Undifferentiated anaplastic sarcomatoid carcinoma of the thyroid is also an extremely rare malignancy that occurs in less than 2% of all thyroid carcinoma. Undifferentiated anaplastic sarcomatoid carcinoma of the thyroid is known for its aggressive nature [8,9]. Generally affecting the elderly population, undifferentiated anaplastic sarcomatoid carcinoma of the thyroid is relentless and most patients survive only a few months after being diagnosed.

Diagnosis is usually confirmed after visualization of anaplastic spindle cells with atypical cytology and high mitotic activity; as well as immunohistochemical stains showing positivity for the following: vimentin, PAX-8, pan-keratin, and p63. Some anaplastic thyroid carcinoma may show positivity for epithelial membrane antigen and thyroid transcription factor-1. Those tumors that express sarcomatoid features such as our patient, may not express TTF1. Instead, these patients tend to express pan-keratin in most of the cases.

In our case, pathology was confirmed by Emory University to be an undifferentiated anaplastic sarcomatoid carcinoma of the thyroid.
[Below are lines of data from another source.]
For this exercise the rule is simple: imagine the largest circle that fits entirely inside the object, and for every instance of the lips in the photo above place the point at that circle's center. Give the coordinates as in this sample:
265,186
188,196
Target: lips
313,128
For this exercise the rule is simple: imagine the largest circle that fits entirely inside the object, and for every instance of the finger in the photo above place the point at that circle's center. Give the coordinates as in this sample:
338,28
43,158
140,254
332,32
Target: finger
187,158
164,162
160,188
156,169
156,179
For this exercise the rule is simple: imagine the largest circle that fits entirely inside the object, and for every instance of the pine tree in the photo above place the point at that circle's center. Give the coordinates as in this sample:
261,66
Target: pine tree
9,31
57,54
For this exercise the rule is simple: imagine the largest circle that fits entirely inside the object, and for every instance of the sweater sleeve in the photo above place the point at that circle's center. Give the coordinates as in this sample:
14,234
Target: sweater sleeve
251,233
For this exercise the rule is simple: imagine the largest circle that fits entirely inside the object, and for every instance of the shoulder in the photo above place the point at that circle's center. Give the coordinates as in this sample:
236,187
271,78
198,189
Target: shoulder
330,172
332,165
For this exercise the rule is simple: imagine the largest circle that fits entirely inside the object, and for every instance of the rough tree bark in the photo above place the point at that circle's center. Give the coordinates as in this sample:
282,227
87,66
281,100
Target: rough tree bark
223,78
Final pathology showed sheets of atypical spindle cells that entrapped nerves. The cells were arranged in an ill-defined fascicular pattern. Cytology showed marked atypia with no defined cell boundaries. Mitotic activity however was not brisk. Immunostains showed expression of pan-keratin and p63 suggestive of undifferentiated anaplastic thyroid carcinoma. In addition, vimentin and CD68 were strongly positive throughout the entire tumor.
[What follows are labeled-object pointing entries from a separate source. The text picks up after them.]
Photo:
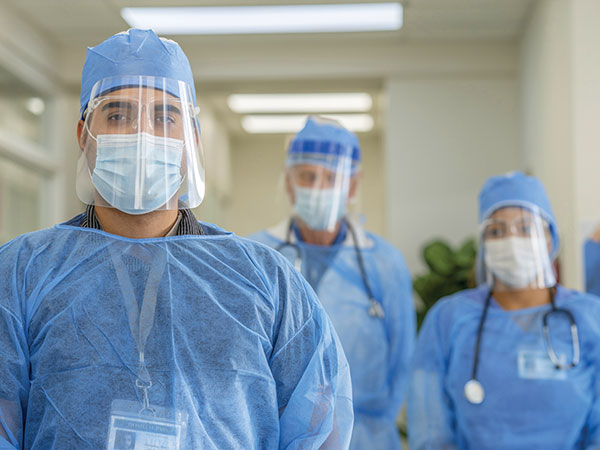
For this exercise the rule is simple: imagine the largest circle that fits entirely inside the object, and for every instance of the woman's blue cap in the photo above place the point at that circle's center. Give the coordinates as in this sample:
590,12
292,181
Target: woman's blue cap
517,189
322,138
134,53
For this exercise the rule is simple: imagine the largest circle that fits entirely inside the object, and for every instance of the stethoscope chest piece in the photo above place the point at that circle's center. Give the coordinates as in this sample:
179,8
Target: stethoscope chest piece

Despite the efforts to remove the tumor, some microscopic tumor still remained. Post-operation radiation was advised in addition to chemotherapy. Overall, the leading cause of death in patients is usually due to suffocation. Our patient experienced a severe decline in respiration, which required a tracheostomy. Tracheostomy was performed post operation day 2 due to the development of stridor

Conclusion

In conclusion, our case outlines the complicated nature of undifferentiated anaplastic sarcomatoid carcinoma of the thyroid and the typical route of treatment most patient experience. The ideal treatment for patients with undifferentiated anaplastic sarcomatoid carcinoma of the thyroid depends on the size of the mass and the stage of the patient. In addition, the amount of sarcomatoid feature of the tumor may play an important role as well, as it can cause future complications and advancement of the tumor. In some cases, if symptomatic relief is not necessary, shrinkage of the tumor with radiation prior to surgery may pose a more optimal outcome for patients. As with our case, surgical resection for symptomatic relief did not increase the survival rate of our patient.